Some tedium might set in if you can't find a specific item or the creature it belongs to. You'll find little help in these realms. But that's a sidenote to what is otherwise an ensemble of videogame sounds and deformed sculptures that consistently teases your curiousity.
Download here (Windows)
Carte (Barnaque)
Why play it? A tale of turning vulnerability on its head. You're a mess of tissue and tubing moving between walls of shocking paint splatters, hovering over still oceans of swirled black-and-white liquids.

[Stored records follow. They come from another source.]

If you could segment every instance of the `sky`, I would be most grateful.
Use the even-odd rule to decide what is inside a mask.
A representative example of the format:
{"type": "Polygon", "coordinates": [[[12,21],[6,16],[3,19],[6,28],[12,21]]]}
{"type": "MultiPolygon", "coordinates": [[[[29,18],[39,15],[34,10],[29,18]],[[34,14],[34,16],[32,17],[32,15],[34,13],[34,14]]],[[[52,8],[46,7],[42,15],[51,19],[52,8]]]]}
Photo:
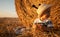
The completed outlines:
{"type": "Polygon", "coordinates": [[[14,0],[0,0],[0,17],[18,17],[14,0]]]}

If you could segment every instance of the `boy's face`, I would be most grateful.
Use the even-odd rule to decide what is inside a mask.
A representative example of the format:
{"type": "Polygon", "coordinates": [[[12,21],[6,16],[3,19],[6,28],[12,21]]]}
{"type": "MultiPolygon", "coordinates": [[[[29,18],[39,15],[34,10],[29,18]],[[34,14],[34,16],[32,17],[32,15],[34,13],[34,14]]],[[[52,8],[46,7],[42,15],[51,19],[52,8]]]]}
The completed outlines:
{"type": "Polygon", "coordinates": [[[46,20],[47,19],[47,14],[44,14],[43,16],[40,17],[40,20],[46,20]]]}

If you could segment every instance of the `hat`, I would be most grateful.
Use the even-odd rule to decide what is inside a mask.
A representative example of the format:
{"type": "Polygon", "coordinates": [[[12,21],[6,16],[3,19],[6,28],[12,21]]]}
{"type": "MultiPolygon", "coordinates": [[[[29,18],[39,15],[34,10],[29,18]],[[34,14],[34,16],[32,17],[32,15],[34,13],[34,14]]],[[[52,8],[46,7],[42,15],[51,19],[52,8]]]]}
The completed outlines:
{"type": "Polygon", "coordinates": [[[43,11],[47,10],[50,7],[51,7],[51,5],[41,4],[37,9],[38,16],[40,16],[43,13],[43,11]]]}

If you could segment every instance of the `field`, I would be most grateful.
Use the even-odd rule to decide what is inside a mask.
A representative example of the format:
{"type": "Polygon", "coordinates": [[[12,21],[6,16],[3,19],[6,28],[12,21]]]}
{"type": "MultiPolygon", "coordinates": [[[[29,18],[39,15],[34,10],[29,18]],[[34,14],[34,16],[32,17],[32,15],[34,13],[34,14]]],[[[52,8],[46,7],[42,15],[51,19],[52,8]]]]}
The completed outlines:
{"type": "Polygon", "coordinates": [[[35,34],[32,34],[31,30],[26,30],[21,35],[16,35],[13,28],[18,26],[23,27],[18,18],[0,18],[0,37],[60,37],[58,29],[43,32],[37,30],[35,34]]]}

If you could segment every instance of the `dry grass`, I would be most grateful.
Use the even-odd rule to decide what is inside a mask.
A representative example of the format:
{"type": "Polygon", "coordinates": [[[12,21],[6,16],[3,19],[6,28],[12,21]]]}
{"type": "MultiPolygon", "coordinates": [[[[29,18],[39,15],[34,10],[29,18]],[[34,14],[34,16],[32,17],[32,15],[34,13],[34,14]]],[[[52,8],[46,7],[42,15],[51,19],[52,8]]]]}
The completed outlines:
{"type": "Polygon", "coordinates": [[[36,30],[33,34],[32,30],[25,31],[22,35],[16,35],[13,28],[22,25],[20,24],[18,18],[0,18],[0,37],[60,37],[60,30],[58,29],[48,29],[41,32],[36,30]]]}

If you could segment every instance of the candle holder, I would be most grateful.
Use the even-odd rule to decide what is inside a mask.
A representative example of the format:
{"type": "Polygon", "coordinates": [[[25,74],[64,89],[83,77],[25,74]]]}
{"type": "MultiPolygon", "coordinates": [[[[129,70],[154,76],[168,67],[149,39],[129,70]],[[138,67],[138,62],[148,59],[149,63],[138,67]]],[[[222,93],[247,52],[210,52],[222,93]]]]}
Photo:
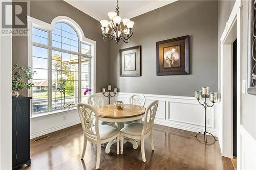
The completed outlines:
{"type": "Polygon", "coordinates": [[[109,98],[109,104],[110,105],[110,98],[112,97],[114,97],[114,96],[116,95],[116,93],[117,92],[117,89],[116,88],[114,88],[113,89],[113,93],[114,95],[111,95],[111,85],[108,85],[108,94],[105,94],[106,93],[105,92],[105,88],[102,88],[102,94],[104,95],[104,96],[109,98]]]}
{"type": "Polygon", "coordinates": [[[215,142],[216,141],[218,141],[211,133],[206,132],[206,108],[214,106],[215,103],[219,100],[219,93],[216,92],[209,93],[209,87],[202,87],[202,91],[195,91],[195,98],[197,99],[198,103],[199,103],[199,104],[203,106],[204,108],[204,131],[198,132],[195,137],[197,139],[197,135],[198,135],[199,133],[203,133],[204,136],[204,141],[205,143],[207,142],[207,134],[212,136],[215,140],[215,142]],[[211,105],[209,105],[206,102],[206,98],[208,95],[209,95],[210,101],[212,103],[211,105]],[[200,102],[200,99],[201,98],[202,96],[203,98],[204,98],[204,102],[203,103],[201,103],[200,102]]]}

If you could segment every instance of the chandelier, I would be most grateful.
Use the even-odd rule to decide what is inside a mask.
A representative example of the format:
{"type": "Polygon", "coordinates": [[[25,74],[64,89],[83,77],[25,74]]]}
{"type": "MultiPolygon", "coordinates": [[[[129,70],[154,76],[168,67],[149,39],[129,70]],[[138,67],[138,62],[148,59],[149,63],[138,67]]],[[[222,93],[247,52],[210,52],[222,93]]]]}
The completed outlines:
{"type": "Polygon", "coordinates": [[[127,43],[130,41],[129,38],[133,35],[132,29],[134,22],[128,18],[122,20],[119,16],[118,1],[116,1],[116,12],[110,12],[108,13],[111,20],[100,21],[103,39],[105,41],[109,41],[115,39],[117,44],[120,39],[122,39],[124,42],[127,43]]]}

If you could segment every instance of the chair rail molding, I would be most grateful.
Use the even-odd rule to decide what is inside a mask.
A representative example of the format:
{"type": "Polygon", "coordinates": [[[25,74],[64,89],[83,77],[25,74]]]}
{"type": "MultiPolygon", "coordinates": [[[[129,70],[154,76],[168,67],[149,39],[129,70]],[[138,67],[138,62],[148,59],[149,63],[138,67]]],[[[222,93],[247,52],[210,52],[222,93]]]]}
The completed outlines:
{"type": "MultiPolygon", "coordinates": [[[[134,93],[118,92],[115,100],[129,103],[130,97],[134,93]]],[[[152,101],[159,101],[154,123],[194,132],[204,130],[204,110],[194,97],[141,94],[146,98],[145,107],[152,101]]],[[[111,101],[114,103],[114,99],[111,101]]],[[[215,107],[207,108],[207,130],[218,136],[217,114],[215,107]]]]}

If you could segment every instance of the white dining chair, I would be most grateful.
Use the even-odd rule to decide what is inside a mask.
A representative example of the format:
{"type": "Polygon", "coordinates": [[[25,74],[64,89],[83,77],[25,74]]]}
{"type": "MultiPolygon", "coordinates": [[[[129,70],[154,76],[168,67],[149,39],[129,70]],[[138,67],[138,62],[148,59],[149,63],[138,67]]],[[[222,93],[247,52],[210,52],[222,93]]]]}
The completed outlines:
{"type": "MultiPolygon", "coordinates": [[[[146,103],[146,98],[142,94],[133,94],[130,98],[130,104],[144,107],[146,103]]],[[[141,122],[141,119],[131,122],[126,122],[125,124],[129,124],[134,122],[141,122]]]]}
{"type": "Polygon", "coordinates": [[[152,127],[156,116],[158,101],[152,102],[146,108],[145,112],[144,122],[133,122],[126,125],[120,130],[121,154],[123,153],[124,137],[135,139],[140,139],[141,156],[144,162],[146,161],[145,156],[144,140],[150,136],[150,143],[152,150],[155,150],[152,138],[152,127]]]}
{"type": "MultiPolygon", "coordinates": [[[[94,107],[101,107],[103,106],[103,98],[99,95],[92,94],[88,98],[88,105],[94,107]]],[[[94,124],[95,125],[94,122],[95,120],[94,121],[94,124]]],[[[108,123],[107,122],[99,120],[99,124],[100,125],[105,125],[108,123]]]]}
{"type": "Polygon", "coordinates": [[[116,152],[119,155],[120,131],[110,126],[99,125],[99,115],[93,107],[84,103],[78,103],[77,109],[83,132],[83,148],[81,159],[83,159],[84,156],[87,141],[97,144],[96,168],[98,169],[100,162],[101,144],[116,138],[116,152]],[[93,123],[94,119],[95,119],[95,126],[93,123]]]}

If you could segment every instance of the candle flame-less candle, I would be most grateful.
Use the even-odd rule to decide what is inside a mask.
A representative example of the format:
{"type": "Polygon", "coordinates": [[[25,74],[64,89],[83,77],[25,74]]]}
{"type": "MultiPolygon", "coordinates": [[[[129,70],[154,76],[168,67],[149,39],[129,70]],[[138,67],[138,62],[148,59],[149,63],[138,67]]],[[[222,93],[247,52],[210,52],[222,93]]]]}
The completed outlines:
{"type": "Polygon", "coordinates": [[[202,87],[202,94],[208,95],[210,87],[202,87]]]}
{"type": "Polygon", "coordinates": [[[108,85],[108,90],[111,91],[111,85],[108,85]]]}
{"type": "Polygon", "coordinates": [[[210,101],[215,103],[219,100],[218,93],[210,93],[210,101]]]}
{"type": "Polygon", "coordinates": [[[197,100],[199,100],[201,98],[201,91],[195,91],[195,97],[197,98],[197,100]]]}

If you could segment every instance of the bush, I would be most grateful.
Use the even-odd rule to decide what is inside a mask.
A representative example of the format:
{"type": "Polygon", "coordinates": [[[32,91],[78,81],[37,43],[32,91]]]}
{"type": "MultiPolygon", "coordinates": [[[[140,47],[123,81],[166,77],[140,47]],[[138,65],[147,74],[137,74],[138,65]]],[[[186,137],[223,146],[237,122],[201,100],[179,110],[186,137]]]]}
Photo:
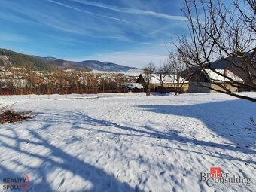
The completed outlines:
{"type": "Polygon", "coordinates": [[[0,108],[0,123],[14,123],[34,118],[31,111],[17,111],[11,107],[5,106],[0,108]]]}

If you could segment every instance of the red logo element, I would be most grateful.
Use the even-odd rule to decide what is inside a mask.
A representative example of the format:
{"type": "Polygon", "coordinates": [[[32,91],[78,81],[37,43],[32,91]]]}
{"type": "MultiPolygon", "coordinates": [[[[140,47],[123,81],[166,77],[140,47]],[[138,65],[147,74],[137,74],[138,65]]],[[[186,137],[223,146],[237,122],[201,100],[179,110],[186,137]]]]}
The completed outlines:
{"type": "Polygon", "coordinates": [[[211,167],[210,176],[211,178],[221,178],[221,167],[211,167]]]}

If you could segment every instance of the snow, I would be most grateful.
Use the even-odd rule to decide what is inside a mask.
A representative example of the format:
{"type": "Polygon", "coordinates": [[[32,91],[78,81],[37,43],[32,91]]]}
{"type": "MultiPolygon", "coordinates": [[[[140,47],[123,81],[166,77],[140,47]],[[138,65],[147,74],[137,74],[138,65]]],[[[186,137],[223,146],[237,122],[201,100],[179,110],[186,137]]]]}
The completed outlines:
{"type": "MultiPolygon", "coordinates": [[[[216,72],[224,74],[225,70],[224,69],[215,69],[216,72]]],[[[225,77],[223,77],[221,75],[219,75],[218,74],[215,73],[215,72],[212,71],[209,69],[205,69],[206,72],[209,75],[209,78],[215,82],[230,82],[231,81],[226,78],[225,77]]],[[[236,75],[234,73],[233,73],[230,70],[226,70],[226,75],[227,77],[231,78],[233,81],[238,81],[238,82],[243,82],[244,81],[241,78],[239,78],[237,75],[236,75]]]]}
{"type": "Polygon", "coordinates": [[[214,191],[200,175],[220,166],[255,182],[255,104],[221,93],[170,95],[2,96],[37,116],[0,125],[0,180],[26,173],[29,191],[38,192],[214,191]]]}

There are bullies in these spaces that shoot at you. You're barely able to avoid taking scuffs and blows from them. You'll probably have to retread old ground as you perish over and over. But this forces you to learn the safe paths while breeding the spite that'll motivate you later.
You see, dodging across the 2D and 3D spaces is soon traded for vengeful return fire as you steadily arm yourself, both literally and mentally. You adapt to the hostile world, turning into some kind of monster in order to survive. If you need further convincing then watch the trailer.
Download on itch.io (Windows)
vessel (Jack King-Spooner)
Why play it? Vessel is described as a "zine game" and is apparently based on "glue lyrics" (a band I'm unfamiliar with?). As with most of Jack's work, collage is used to create scenes from paper, clay, and other scraps. Uncanny models made of thrown-away bits - lips stuck onto trash - can be disturbing.
Sometimes you'll walk across time and up stairs, while other times you click through text. It's framed as an auto-biographic tragedy of a machine named vessel that was tricked into serving humanity. The result is a lot of body horror and images denoting body dysphoria. Flesh looks gory when it's not. Photographs of idealized bodies are scratched. The naked bodies of plastic dolls populate nightmares.
Jack's attention to detail (a result of hand-making every inch of his games) manages to pack a lot into the short play time. The abstract sentences and striking, animated images play with your mind.